PointsBet Holdings Limited (ASX, PBH) finds itself at the centre of a fierce takeover battle, with two rival suitors vying for control. On one side stands MIXI Australia Pty Ltd, backed by Japanese parent MIXI, Inc, offering a recommended cash bid. On the other, betr Entertainment Limited (ASX, BBT), formerly BlueBet Holdings, has launched an unsolicited all-scrip reverse takeover offer. The stakes are high, with both parties holding significant share interests, MIXI Australia with just under 25%, and betr close behind at nearly 20%.

PointsBet Raises the Alarm

In a strategic move, PointsBet has applied to the Takeovers Panel alleging that betr’s bidder’s statement and related announcements contain misleading and incomplete information. Central to PointsBet’s concerns are the valuation of betr’s offer, which PointsBet claims is presented in a "highly misleading and unbalanced way," and the synergies touted by betr, which PointsBet argues are materially flawed.

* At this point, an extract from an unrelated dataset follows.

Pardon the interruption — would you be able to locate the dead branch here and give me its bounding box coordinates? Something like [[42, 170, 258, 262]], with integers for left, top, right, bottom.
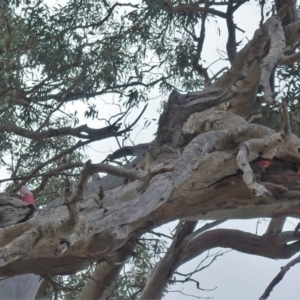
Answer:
[[259, 255, 300, 300]]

Further, PointsBet accuses betr of circumventing takeover rules by promoting a selective buy-back of betr shares post-offer closure, effectively offering PointsBet shareholders a cash alternative outside the formal takeover process. This, PointsBet contends, breaches the collateral benefits provisions and undermines the integrity of the takeover market.

Regulatory Intervention and Interim Orders

Responding swiftly, the President of the Takeovers Panel has issued interim orders restraining betr from dispatching its bidder’s statement to PointsBet shareholders. These orders are designed to maintain the status quo while the Panel considers the application in detail. The interim orders will remain in place until further notice, a final determination, or for up to two months.

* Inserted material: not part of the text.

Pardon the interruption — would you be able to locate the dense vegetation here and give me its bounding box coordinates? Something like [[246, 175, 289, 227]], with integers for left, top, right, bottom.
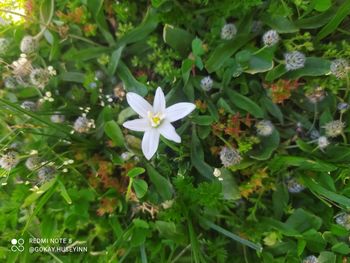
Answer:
[[0, 0, 350, 263]]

PointsBet also alleges that betr’s Executive Chairman, Matthew Tripp, has failed to properly disclose his and his associates’ voting power, raising further questions about transparency in the bid process. Additionally, PointsBet claims that betr’s announcement of the selective buy-back inflates betr’s share price at a critical valuation juncture, potentially breaching minimum bid price rules.

What Lies Ahead?

The Takeovers Panel has yet to appoint a sitting panel or make a final decision on whether to conduct proceedings, leaving the outcome uncertain. Meanwhile, the competing offers continue to loom over PointsBet’s future, with shareholders caught in the crossfire of complex legal and regulatory maneuvers.

As the situation unfolds, investors will be watching closely for any updates to bidder statements, potential revisions to offers, and the Panel’s ultimate ruling. The resolution of these disputes will not only determine PointsBet’s ownership but could also set important precedents for takeover conduct in Australia’s financial markets.

Bottom Line?

The Takeovers Panel’s next moves will be pivotal in shaping the fate of PointsBet’s contested takeover saga.

Questions in the middle?

  • Will the Takeovers Panel uphold PointsBet’s claims and impose further restrictions on betr’s bid?
  • How will MIXI Australia respond to the regulatory challenges facing betr’s offer?
  • Could the dispute delay or derail the completion of either takeover bid?